I missed this thread earlier - saw it and read it days ago, meant to comment, but it slipped my mind until I rediscovered it just now. (Maybe I should have put it on a schedule!)
I was never one for a schedule as such, but I did learn - from "secular" work especially once I got promotion to a team lead role, years before becoming a JW - to do some sort of scheduling or time allocation, though it's usually just jotting down a breakdown of time in a day/week eg:
Mon AM - do X
Tue PM before 5 - do Y
... and so on.
Specific enough to make sure I didn't miss the essentials, but flexible enough to adjust for the unexpected.
One thing I definitely NEVER did was set "spiritual goals". I never saw the point, especially as most of the "goals" described tended to be things like "go to Bethel" or "serve where the need is greater" and so on, which were more about serving the wants of the organisation than really growing as a person.
Meeting preparation I'd just fit in as and when, and as time went by it became easier as I knew the points and scriptures that would keep coming up and the meetings got dumbed down, to the point where I just skimmed the material before the meeting - or even an item or two ahead while at the meeting itself. I'd spend a bit more time preparing if I was the one doing the item, but they were all usually quite simplistic anyway, and I was never an elder expected to give a public talk or convention item. One of those 15 minute talks or 20 minute Q&A items from the old Kingdom Ministry was about my limit.
The things I thought really spiritually important - growing closer to God, better understanding the Bible, developing Christian "qualities" - perhaps strangely didn't seem to me to be things you could set a specific "goal" for. I saw them as continuous parts of your "journey" or way of life.
For example, it seems absurd to me to say: "This week I'm setting a goal to work on humility" - as if you're just going to train a bit then "perfect" that quality and move on to the next one. Yet that's exactly what the JW org recommends to the R&F, as if you can just neatly allocate time like that.

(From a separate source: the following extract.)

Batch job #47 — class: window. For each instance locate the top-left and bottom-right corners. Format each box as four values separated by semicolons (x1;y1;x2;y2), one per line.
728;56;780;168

I do agree with StephaneLaliberte that the one skill I benefitted by from JW "training" was public speaking in front of a crowd. It came in handy in the workplace once I had to start giving presentations to groups of 100+ in an auditorium. The nerves were still there, but I knew how to control them and get on with what I had prepared, and was also better prepared to handle Q&As, ad lib or deal with distractions when the need arose.